Reporter: Grace Olivia | Editor: Anna Suci Perwitasari
KONTAN.CO.ID - JAKARTA. S&P Global Ratings memperkirakan dampak terbesar dari merebaknya wabah virus corona (Covid-19) akan paling terasa di kawasan Asia Pasifik.
Proyeksinya, total kerugian Asia Pasifik akan mencapai US$ 211 miliar yang tersebar pada sejumlah sektor seperti rumah tangga, korporasi, perbankan, dan pemerintah.
Merebaknya virus corona menciptakan supply and demand shock pada perekonomian kawasan, khususnya Jepang dan Korea Selatan.
Baca Juga: Skenario terburuk, ADB proyeksi dunia kehilangan US$ 347 miliar akibat virus corona
Shock pada permintaan berpusat pada konsumen yang tidak mampu atau tidak mau menjelajah tempat umum atau bepergian ke luar negeri. Guncangan pasokan berkaitan dengan ketidakmampuan perusahaan untuk melanjutkan operasi karena disrupsi fasilitas dan pasokan akibat pembatasan pemerintah atau karena adanya kasus infeksi karyawan.
Ini juga sejalan dengan melemahnya permintaan eksternal dari negara-negara seperti Amerika Serikat (AS) dan Eropa yang diproyeksi akan mengalami perlambatan ekonomi pula pada tahun ini.
S&P juga memandang, pukulan pada pertumbuhan PDB China di kuartal pertama tahun ini akan lebih keras dari yang perkiraan sebelumnya. PDB China diproyeksi hanya akan tumbuh 4,8% sepanjang 2020, lebih rendah dari proyeksi sebelumnya pada level 5%. Ini dengan asumsi puncak wabah virus corona terjadi pada Maret dan mulai mereda memasuki kuartal kedua.
Di samping supply and demand shock, S&P juga memperingatkan adanya risiko lain yang akan memperbesar potensi kerugian Asia Pasifik yaitu kondisi pengetatan finansial di kawasan.
"Volatilitas aset-aset telah meningkat, harga saham turun, dan penyebaran kredit lebih luas.
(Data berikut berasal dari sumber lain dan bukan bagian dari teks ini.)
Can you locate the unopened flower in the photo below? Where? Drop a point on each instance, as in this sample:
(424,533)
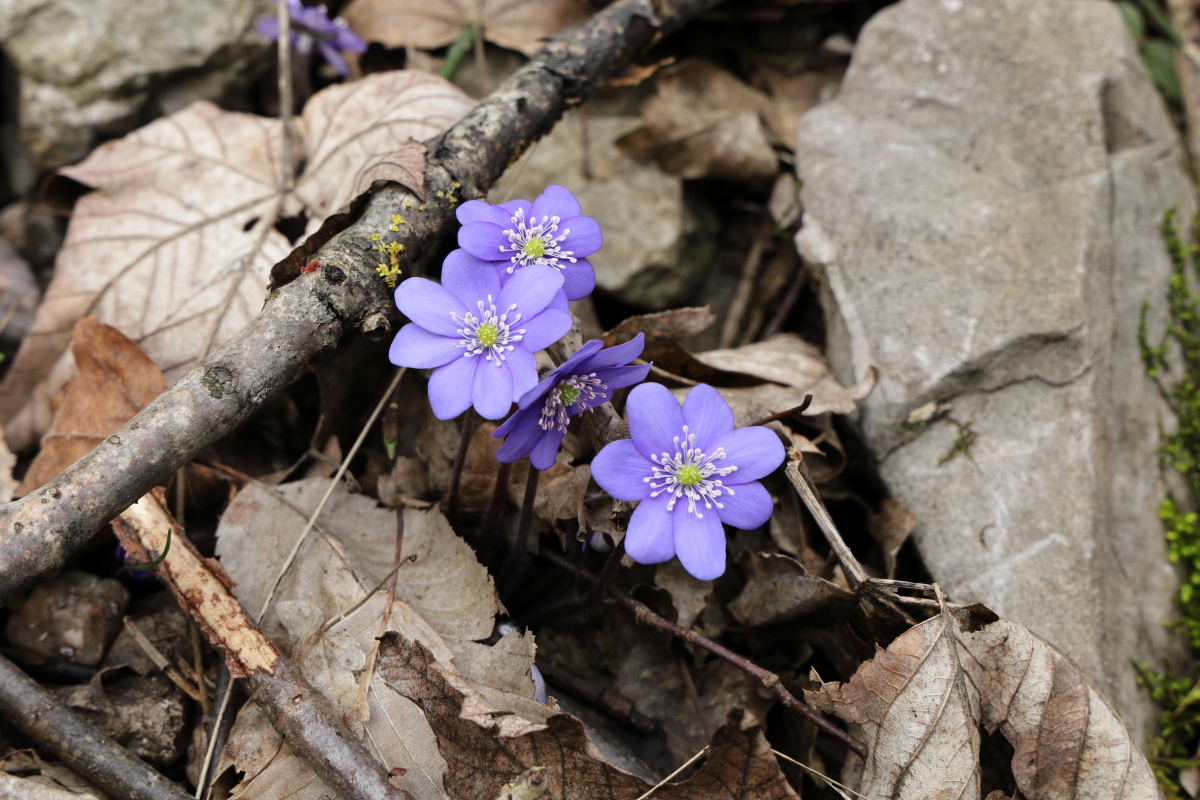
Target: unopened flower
(478,336)
(691,471)
(585,380)
(311,26)
(549,232)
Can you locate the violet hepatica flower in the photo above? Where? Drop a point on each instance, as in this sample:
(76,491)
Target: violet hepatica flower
(312,26)
(583,382)
(549,232)
(478,336)
(691,470)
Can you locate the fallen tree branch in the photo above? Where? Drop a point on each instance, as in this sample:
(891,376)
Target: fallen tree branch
(310,314)
(58,731)
(303,716)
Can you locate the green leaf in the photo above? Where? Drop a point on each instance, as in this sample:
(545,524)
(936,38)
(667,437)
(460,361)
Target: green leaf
(1134,20)
(1159,59)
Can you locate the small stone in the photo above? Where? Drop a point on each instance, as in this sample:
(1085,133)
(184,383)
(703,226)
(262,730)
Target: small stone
(72,617)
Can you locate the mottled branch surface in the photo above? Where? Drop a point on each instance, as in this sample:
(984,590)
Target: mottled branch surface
(311,314)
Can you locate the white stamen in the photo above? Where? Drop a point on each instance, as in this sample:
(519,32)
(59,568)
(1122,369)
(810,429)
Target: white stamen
(521,234)
(666,476)
(555,410)
(502,329)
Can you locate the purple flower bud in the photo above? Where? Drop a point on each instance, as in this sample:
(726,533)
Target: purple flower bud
(585,380)
(691,471)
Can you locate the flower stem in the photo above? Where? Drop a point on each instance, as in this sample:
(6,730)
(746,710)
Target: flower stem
(468,429)
(459,49)
(769,679)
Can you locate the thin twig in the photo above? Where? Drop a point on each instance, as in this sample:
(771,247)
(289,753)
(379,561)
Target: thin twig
(329,492)
(771,680)
(798,474)
(667,779)
(60,732)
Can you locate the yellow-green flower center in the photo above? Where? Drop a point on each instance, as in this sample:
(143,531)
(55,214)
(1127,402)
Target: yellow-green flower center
(487,335)
(535,247)
(689,475)
(568,394)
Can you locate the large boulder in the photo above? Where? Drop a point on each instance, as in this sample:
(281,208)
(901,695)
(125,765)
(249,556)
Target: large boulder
(983,200)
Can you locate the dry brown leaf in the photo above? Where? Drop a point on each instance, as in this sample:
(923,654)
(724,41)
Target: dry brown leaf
(516,24)
(798,370)
(705,122)
(445,600)
(486,750)
(1069,744)
(175,245)
(115,382)
(918,715)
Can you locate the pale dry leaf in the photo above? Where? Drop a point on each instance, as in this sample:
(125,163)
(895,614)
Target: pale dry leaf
(1068,743)
(917,713)
(486,751)
(115,382)
(445,600)
(795,367)
(705,122)
(516,24)
(175,245)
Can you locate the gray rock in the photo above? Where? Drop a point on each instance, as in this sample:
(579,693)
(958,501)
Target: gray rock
(983,199)
(657,245)
(96,68)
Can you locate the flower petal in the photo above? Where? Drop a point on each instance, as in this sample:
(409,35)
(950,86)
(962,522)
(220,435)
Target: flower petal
(707,415)
(585,238)
(492,392)
(545,329)
(755,451)
(531,289)
(654,419)
(450,388)
(745,506)
(579,280)
(430,305)
(469,278)
(546,450)
(700,542)
(649,539)
(618,354)
(621,470)
(556,202)
(521,432)
(479,211)
(523,368)
(485,240)
(415,347)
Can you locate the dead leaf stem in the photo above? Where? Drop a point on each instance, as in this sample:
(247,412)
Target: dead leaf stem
(768,679)
(309,316)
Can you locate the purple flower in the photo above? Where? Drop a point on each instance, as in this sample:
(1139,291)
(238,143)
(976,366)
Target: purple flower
(691,470)
(549,230)
(478,335)
(583,382)
(311,25)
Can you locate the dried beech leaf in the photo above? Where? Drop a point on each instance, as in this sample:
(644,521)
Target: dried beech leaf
(486,750)
(705,122)
(115,382)
(798,370)
(516,24)
(917,713)
(1068,741)
(175,246)
(445,600)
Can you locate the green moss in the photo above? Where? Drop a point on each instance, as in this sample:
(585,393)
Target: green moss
(1174,364)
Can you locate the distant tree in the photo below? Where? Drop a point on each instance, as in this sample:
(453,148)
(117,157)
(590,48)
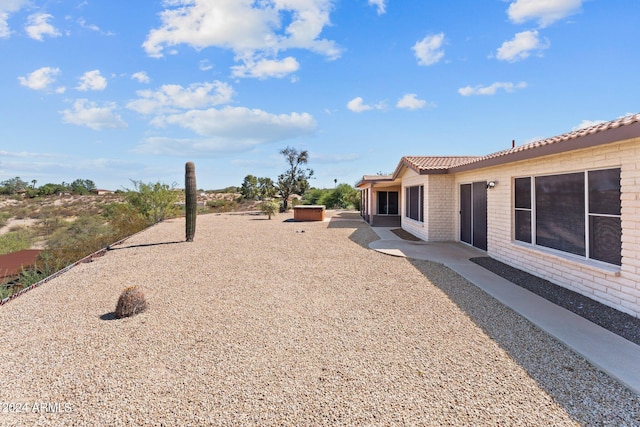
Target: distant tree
(13,186)
(154,202)
(269,208)
(82,186)
(249,187)
(49,189)
(343,196)
(266,188)
(295,179)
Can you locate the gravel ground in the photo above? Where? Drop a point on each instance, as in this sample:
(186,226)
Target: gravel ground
(263,322)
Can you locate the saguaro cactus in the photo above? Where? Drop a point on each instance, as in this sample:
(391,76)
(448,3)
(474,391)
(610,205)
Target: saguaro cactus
(191,200)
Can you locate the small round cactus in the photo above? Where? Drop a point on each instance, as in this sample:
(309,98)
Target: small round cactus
(131,302)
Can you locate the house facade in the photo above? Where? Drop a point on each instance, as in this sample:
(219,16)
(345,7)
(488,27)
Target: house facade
(565,208)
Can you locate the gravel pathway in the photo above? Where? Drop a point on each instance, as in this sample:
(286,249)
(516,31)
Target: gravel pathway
(263,322)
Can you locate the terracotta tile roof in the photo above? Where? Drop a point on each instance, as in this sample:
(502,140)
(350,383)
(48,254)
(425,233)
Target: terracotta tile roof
(11,264)
(422,164)
(616,130)
(370,179)
(602,133)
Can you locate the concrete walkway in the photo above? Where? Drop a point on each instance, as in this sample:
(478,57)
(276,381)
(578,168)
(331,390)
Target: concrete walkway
(609,352)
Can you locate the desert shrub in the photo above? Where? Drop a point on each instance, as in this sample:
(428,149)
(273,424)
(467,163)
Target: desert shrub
(21,212)
(130,302)
(124,219)
(48,225)
(154,201)
(32,275)
(222,205)
(80,238)
(15,240)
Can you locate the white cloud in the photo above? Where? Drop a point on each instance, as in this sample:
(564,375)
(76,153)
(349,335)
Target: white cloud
(229,129)
(7,7)
(171,98)
(429,50)
(38,26)
(89,114)
(491,89)
(520,47)
(411,101)
(546,12)
(92,80)
(253,30)
(380,6)
(40,79)
(205,65)
(266,68)
(357,105)
(141,77)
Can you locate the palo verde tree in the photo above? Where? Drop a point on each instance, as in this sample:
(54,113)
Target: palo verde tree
(295,180)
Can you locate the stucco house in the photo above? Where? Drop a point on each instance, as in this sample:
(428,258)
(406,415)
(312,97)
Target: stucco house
(565,208)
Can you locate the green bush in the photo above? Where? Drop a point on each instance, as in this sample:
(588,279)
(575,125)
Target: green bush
(154,201)
(222,205)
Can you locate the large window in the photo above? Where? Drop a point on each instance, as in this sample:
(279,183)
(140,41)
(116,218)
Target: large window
(387,203)
(414,206)
(578,213)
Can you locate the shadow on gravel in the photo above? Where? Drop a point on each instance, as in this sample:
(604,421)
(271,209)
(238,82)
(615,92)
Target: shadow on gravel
(622,324)
(567,377)
(143,245)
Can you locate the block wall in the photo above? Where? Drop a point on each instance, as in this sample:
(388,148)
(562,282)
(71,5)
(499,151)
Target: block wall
(615,286)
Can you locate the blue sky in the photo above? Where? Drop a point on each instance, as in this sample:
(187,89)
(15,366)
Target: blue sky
(113,93)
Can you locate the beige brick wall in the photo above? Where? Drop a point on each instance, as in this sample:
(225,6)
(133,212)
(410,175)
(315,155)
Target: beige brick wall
(439,201)
(618,287)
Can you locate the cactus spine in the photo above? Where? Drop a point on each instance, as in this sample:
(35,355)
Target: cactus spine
(191,201)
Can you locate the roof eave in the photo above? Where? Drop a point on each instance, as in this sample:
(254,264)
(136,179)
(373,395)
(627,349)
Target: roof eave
(585,141)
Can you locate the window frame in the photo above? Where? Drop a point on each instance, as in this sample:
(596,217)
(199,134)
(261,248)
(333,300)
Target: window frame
(386,193)
(409,200)
(519,210)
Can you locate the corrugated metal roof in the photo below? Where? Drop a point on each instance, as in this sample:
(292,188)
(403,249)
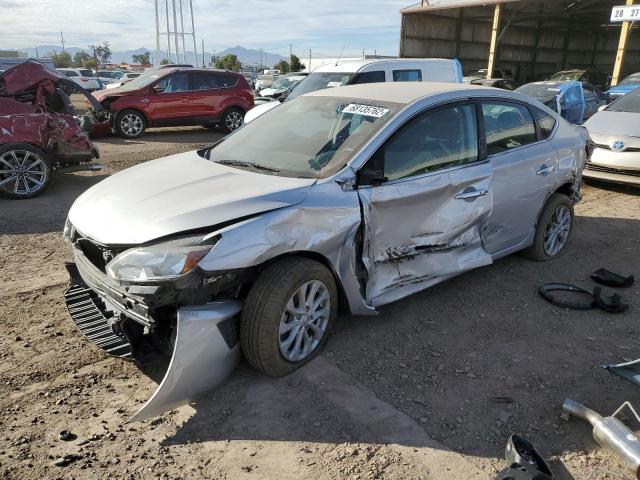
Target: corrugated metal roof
(431,5)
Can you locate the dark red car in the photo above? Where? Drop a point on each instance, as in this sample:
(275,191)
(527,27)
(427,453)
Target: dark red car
(178,96)
(40,132)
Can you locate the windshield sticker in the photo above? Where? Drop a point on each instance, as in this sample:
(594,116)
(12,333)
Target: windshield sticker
(366,110)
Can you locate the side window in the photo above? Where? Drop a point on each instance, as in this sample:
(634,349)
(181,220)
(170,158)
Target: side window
(369,77)
(178,82)
(546,122)
(507,126)
(407,75)
(438,139)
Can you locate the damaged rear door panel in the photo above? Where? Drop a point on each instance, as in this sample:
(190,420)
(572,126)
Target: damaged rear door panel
(423,227)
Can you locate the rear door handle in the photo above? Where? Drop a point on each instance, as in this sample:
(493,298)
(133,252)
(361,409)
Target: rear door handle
(471,194)
(544,170)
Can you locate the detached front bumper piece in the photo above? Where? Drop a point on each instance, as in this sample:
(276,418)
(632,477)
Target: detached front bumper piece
(205,351)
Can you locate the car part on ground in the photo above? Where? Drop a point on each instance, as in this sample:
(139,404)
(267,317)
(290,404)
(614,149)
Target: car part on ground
(616,134)
(316,208)
(611,279)
(177,96)
(594,299)
(39,131)
(629,370)
(524,462)
(610,432)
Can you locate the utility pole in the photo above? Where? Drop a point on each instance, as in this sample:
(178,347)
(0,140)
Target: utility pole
(184,49)
(193,33)
(166,9)
(175,31)
(157,27)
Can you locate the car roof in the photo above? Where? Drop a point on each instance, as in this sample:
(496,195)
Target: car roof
(353,66)
(397,92)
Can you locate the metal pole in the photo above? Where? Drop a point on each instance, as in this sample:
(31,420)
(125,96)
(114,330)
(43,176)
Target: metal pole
(166,8)
(622,47)
(184,49)
(175,31)
(157,27)
(494,42)
(193,33)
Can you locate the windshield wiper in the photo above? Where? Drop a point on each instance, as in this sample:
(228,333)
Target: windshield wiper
(241,163)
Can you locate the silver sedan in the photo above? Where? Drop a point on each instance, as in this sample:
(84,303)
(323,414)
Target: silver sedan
(342,200)
(616,133)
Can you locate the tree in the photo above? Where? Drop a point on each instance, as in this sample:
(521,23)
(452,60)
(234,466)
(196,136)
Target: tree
(229,62)
(296,66)
(102,52)
(283,66)
(61,60)
(81,58)
(142,59)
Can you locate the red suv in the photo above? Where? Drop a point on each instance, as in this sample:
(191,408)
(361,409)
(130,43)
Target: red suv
(178,96)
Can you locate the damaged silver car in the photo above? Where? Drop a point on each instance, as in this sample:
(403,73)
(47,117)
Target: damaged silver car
(342,200)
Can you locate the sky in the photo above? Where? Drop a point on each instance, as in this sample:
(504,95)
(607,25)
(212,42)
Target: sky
(325,26)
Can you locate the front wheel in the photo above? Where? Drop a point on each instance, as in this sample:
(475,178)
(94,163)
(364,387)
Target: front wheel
(25,171)
(288,315)
(130,124)
(553,230)
(232,119)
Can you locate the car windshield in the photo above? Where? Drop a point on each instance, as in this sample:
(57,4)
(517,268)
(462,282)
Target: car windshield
(627,103)
(319,81)
(312,137)
(539,90)
(631,80)
(568,75)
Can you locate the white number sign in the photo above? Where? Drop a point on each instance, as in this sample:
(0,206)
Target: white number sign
(625,14)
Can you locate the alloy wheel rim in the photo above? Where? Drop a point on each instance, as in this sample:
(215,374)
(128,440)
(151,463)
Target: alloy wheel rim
(233,121)
(304,321)
(131,124)
(22,172)
(557,232)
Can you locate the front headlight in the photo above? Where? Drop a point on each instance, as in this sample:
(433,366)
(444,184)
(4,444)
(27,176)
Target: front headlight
(161,262)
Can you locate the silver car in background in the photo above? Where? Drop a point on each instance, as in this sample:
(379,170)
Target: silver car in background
(615,131)
(342,200)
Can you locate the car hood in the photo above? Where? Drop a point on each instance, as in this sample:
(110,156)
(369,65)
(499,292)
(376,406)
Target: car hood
(176,194)
(625,124)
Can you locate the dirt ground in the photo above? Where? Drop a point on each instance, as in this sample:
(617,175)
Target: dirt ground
(430,388)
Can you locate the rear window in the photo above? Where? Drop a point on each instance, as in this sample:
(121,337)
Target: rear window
(407,75)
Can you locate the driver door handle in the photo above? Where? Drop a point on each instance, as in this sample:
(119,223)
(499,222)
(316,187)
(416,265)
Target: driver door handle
(471,194)
(544,170)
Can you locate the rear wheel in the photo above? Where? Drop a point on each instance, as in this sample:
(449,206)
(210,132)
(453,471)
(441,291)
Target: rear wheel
(130,124)
(25,171)
(232,119)
(553,230)
(288,315)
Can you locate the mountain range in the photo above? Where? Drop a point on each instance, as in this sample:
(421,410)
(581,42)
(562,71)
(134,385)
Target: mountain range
(246,56)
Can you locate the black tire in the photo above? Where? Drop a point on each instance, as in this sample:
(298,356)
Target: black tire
(229,120)
(537,250)
(264,309)
(17,182)
(130,123)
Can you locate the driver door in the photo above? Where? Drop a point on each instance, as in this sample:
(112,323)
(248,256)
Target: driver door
(426,195)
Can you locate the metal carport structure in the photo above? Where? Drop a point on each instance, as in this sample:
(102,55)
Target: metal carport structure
(532,38)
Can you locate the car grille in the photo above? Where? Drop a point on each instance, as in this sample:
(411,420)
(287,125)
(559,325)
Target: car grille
(608,147)
(600,168)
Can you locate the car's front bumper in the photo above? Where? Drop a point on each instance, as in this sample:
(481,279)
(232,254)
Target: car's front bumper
(612,166)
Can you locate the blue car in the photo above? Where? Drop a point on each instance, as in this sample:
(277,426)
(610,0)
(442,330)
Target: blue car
(625,86)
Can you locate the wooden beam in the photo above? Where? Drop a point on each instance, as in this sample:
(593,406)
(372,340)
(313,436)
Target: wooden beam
(622,46)
(493,46)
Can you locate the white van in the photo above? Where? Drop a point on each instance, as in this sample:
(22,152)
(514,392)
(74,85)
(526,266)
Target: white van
(370,71)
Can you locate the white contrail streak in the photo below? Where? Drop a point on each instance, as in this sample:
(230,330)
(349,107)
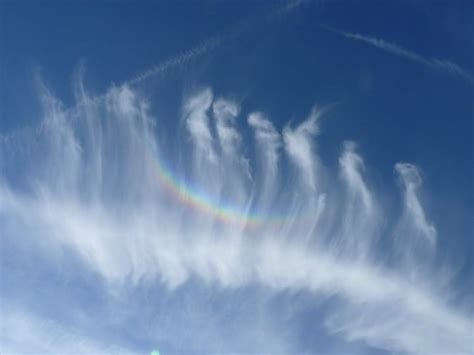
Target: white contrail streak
(212,43)
(442,65)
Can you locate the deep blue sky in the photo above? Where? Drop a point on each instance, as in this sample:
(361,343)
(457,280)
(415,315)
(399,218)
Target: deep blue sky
(396,109)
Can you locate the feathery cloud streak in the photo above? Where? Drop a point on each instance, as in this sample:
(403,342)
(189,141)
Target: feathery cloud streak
(96,193)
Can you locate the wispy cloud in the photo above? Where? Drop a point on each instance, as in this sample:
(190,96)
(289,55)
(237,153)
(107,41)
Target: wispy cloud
(216,41)
(441,65)
(101,193)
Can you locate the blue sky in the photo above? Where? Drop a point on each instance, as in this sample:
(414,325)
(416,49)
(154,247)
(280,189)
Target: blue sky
(236,177)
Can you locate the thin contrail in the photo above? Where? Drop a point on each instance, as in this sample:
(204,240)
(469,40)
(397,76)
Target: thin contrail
(178,60)
(442,65)
(213,42)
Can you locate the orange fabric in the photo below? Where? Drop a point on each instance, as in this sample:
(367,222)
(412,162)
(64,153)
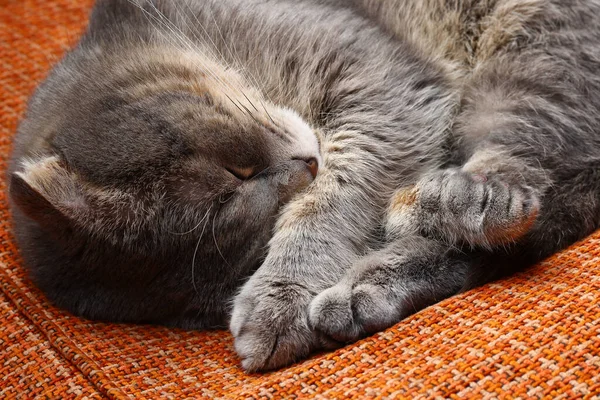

Jika ini membuat bank lebih berhati-hati dalam pemberian pinjaman mereka, ini bisa memperkuat guncangan ekonomi riil di Asia Pasifik,” tulis Kepala Ekonom Asia Pasifik S&P Shaun Roache.
Minimnya pembiayaan eksternal di tengah ketatnya pasar keuangan berpotensi mengerek defisit neraca transaksi berjalan (CAD). Akibatnya, akan diperlukan kebijakan pengetatan suku bunga moneter, pengetatan fiskal, atau depresiasi kurs mata uang.
Baca Juga: Wall Street tergelincir akibat kekhawatiran akan wabah virus corona kian meluas
Pada kondisi seperti ini, risiko yang paling aman diambil untuk mengatasi CAD adalah depresiasi kurs mata uang yang menurut S&P akan cukup dalam.
“Negara emerging economies di Asia yang mengalami CAD, inflasi yang tidak terjangkar, serta pasar valas yang mismatched akan terdesak untuk mengambil kebijakan pro siklus yang dampaknya bisa memperburuk pelemahan ekonomi dan menimbulkan kerugian lebih besar di seluruh sektor,” tutur Shaun.
Dalam analisis terbaru ini, S&P memprediksi pertumbuhan PDB Asia Pasifik tanpa China (APAC ex-China) hanya akan mencapai 3,3% di 2020, atau lebih rendah dari proyeksi pada Desember lalu yang sebesar 4%.
S&P juga memangkas proyeksi pertumbuhan Indonesia dari sebelumnya 5,1% menjadi hanya 4,7% di 2020.